Sen. Carpenter introduces 2 bills to lower drug prices
AUGUSTA — Two bills introduced by Sen. Mike Carpenter, D-Houlton, would lower the cost of prescription drugs in Maine.
LD 652, “An Act to Provide Drug Price Relief,” would require state agencies to pay the same or lower price than the VA, who require that drug corporations give a substantial discount on the purchase of prescription drugs.
LD 655, “An Act to Lower the Price MaineCare Pays for Prescription Drugs,” requires the Commissioner of Health and Human Services to negotiate the lowest price for all prescription drugs for programs under MaineCare, unless prohibited by federal law. Negotiating for better prices can have a huge impact on publicly funded health care plans.

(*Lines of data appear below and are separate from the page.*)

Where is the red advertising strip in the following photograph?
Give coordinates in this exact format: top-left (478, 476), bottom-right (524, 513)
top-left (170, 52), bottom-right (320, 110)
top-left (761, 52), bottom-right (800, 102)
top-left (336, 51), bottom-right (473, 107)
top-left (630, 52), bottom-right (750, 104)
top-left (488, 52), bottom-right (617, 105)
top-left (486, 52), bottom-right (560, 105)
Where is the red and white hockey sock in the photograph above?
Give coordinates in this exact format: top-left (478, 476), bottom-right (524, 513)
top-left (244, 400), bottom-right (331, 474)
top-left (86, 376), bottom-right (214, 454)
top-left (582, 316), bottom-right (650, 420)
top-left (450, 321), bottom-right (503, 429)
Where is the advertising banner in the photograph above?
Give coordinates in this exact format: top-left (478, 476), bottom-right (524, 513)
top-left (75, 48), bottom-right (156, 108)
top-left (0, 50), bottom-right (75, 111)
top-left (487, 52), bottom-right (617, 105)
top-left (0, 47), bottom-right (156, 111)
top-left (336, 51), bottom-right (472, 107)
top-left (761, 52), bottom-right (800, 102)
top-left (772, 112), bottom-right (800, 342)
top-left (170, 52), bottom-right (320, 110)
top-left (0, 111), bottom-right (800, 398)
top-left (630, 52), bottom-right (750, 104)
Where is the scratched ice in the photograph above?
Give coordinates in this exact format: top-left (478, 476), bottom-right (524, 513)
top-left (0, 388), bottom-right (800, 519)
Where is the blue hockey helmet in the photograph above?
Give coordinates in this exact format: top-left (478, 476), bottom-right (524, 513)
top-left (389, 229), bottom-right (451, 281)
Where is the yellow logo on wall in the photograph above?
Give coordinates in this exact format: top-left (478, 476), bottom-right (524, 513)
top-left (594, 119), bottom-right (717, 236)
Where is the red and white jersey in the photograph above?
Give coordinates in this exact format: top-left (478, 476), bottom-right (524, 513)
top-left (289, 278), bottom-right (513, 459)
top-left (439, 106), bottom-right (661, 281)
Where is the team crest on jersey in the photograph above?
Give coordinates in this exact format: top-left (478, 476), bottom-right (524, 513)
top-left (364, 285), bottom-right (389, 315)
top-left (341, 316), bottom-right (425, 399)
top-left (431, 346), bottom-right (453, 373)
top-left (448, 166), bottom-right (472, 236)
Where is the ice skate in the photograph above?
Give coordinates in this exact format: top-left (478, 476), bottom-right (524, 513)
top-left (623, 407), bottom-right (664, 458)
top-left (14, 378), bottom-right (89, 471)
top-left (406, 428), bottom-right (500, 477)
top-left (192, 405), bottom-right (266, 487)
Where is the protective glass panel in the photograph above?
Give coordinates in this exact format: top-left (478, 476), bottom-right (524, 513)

For example, estimates show that negotiating drug prices in Medicare could save more than $200 billion and a recent poll shows that 82 percent of Americans favor this sort of policy.

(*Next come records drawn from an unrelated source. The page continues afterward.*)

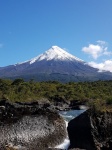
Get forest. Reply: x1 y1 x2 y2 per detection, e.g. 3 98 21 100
0 79 112 109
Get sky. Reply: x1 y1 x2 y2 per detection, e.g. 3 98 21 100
0 0 112 72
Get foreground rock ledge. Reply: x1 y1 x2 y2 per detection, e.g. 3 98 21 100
68 110 112 150
0 100 66 150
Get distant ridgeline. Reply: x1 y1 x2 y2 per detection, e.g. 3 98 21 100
0 46 112 83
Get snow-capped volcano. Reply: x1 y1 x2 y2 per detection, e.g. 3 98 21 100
0 46 112 82
19 46 82 64
30 46 82 63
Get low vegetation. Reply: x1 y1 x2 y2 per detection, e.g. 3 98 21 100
0 79 112 109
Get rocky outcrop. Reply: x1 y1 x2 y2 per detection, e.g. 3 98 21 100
68 110 112 150
0 100 66 150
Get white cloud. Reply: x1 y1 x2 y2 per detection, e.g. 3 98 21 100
0 43 3 48
82 40 112 59
88 60 112 72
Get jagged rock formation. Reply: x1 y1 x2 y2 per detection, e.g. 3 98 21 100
68 110 112 150
0 100 66 150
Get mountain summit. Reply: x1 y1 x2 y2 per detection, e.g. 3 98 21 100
0 46 112 82
21 46 82 64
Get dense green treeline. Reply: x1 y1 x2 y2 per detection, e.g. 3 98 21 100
0 79 112 104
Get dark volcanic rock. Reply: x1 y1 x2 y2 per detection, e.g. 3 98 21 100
68 110 112 150
0 100 66 150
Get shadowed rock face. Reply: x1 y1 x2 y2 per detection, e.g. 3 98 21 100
0 101 66 150
68 110 112 150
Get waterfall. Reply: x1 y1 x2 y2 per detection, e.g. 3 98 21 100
55 110 85 150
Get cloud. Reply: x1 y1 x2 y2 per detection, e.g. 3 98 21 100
82 40 112 59
0 43 3 48
88 60 112 72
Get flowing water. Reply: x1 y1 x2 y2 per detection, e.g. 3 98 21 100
55 110 85 150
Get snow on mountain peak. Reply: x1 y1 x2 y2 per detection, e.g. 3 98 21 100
30 46 82 64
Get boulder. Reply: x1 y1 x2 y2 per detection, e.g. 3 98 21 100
68 110 112 150
0 100 66 150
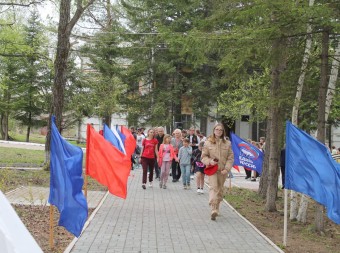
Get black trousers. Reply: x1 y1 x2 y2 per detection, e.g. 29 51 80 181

“Drug corporations and their lobbyists will argue that the sky will fall if they are forced to sell prescriptions at lower prices, but the simple fact is price gouging is more profitable than protecting working class people and seniors,” said Sen. Carpenter. “Drug prices in Maine and around the country are far too high and out of reach for many families.”
Drug prices in the United States are higher than most western nations, often forcing families to choose between food and medicine. According to a CBS story last year, drug prices are expected to rise faster than wages this year.

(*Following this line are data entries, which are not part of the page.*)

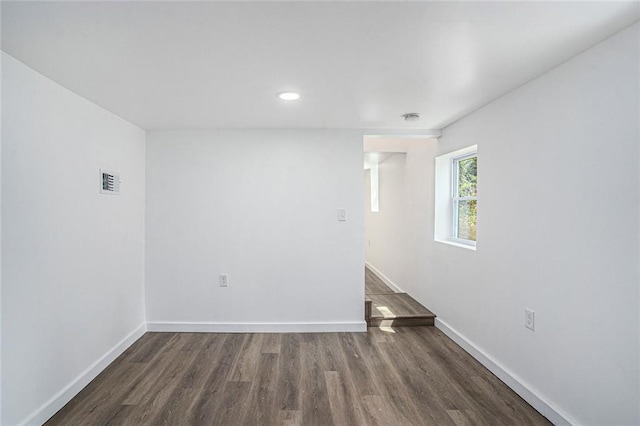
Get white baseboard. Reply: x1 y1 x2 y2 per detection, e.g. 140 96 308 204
364 262 405 293
147 321 367 333
435 318 577 426
20 324 147 426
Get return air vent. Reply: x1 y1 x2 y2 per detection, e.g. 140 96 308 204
100 169 120 195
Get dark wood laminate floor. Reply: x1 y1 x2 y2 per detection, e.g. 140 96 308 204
368 293 435 319
47 327 550 426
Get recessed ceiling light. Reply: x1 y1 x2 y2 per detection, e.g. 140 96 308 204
278 92 300 101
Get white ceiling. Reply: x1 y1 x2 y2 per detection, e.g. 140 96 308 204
2 1 640 129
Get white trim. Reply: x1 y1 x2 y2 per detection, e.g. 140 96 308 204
147 321 367 333
364 261 405 293
435 318 577 426
20 324 147 426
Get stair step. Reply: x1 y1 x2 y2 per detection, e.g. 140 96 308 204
365 293 436 327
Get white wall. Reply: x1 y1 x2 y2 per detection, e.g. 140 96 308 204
372 24 640 425
2 53 145 425
146 130 365 331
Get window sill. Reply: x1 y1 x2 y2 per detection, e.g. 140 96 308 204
435 240 476 251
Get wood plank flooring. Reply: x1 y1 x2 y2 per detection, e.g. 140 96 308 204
364 266 436 327
367 293 436 327
46 327 550 426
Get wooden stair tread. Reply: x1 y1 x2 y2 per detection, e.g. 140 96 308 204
368 293 436 319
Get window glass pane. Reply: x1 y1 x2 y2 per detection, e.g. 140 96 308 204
458 157 478 197
456 200 477 241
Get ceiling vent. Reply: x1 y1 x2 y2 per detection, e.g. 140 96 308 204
402 112 420 121
100 169 120 195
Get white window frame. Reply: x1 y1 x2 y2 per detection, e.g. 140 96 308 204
433 145 479 251
451 151 478 247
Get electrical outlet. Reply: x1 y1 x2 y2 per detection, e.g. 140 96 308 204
220 274 229 287
524 308 536 331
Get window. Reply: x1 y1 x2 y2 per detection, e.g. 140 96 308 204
434 145 478 250
451 152 478 245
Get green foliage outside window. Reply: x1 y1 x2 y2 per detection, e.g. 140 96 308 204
456 156 478 241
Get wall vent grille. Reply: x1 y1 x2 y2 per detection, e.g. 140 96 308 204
100 170 120 195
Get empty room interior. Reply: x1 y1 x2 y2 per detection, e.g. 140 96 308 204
0 1 640 426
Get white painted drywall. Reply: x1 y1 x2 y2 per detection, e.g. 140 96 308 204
146 130 364 331
2 53 145 425
368 24 640 425
364 154 408 289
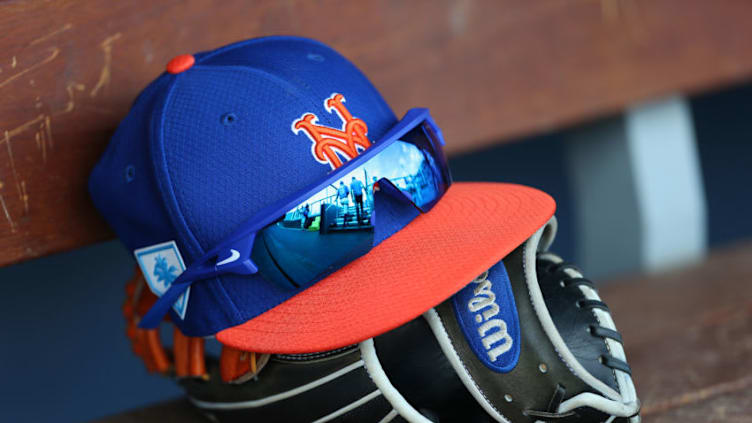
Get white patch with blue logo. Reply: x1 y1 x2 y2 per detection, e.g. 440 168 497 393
133 241 191 319
452 262 520 373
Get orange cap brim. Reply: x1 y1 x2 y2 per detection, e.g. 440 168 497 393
217 183 556 353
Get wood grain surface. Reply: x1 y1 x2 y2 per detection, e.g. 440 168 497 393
102 240 752 423
0 0 752 265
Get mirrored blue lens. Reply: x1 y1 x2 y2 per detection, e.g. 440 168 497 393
251 125 448 287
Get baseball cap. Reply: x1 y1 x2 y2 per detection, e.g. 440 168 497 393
89 36 555 353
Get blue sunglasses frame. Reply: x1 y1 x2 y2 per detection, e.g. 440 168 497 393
139 108 452 328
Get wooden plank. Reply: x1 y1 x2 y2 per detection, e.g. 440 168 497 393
600 244 752 423
97 240 752 423
0 0 752 265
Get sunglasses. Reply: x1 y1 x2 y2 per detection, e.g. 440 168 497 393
140 108 452 327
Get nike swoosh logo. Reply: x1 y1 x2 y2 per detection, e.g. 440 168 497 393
217 248 240 266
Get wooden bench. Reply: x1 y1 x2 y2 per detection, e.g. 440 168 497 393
0 0 752 421
101 244 752 423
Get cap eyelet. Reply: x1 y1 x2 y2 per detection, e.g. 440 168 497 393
306 53 324 63
219 113 238 126
125 165 136 183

“Prescription drug costs are one of the largest drivers of rising healthcare costs in Maine and nationally. The problem is accelerating,” said Matt Schlobohm, Executive Director for the Maine AFL-CIO. “From 2013 to 2015 spending on prescription drugs nationally increased 20 percent. Drug costs are expected to continue rising at an average rate of 6.7 percent nationally from 2016 through 2025.”
Cokie Giles of the Maine State Nurses Association and Don Berry of the Maine Alliance for Retired Americans also spoke in favor of LD 652 at the hearing.
Both bills face further action in the Health and Human Services Committee and votes in the House and Senate.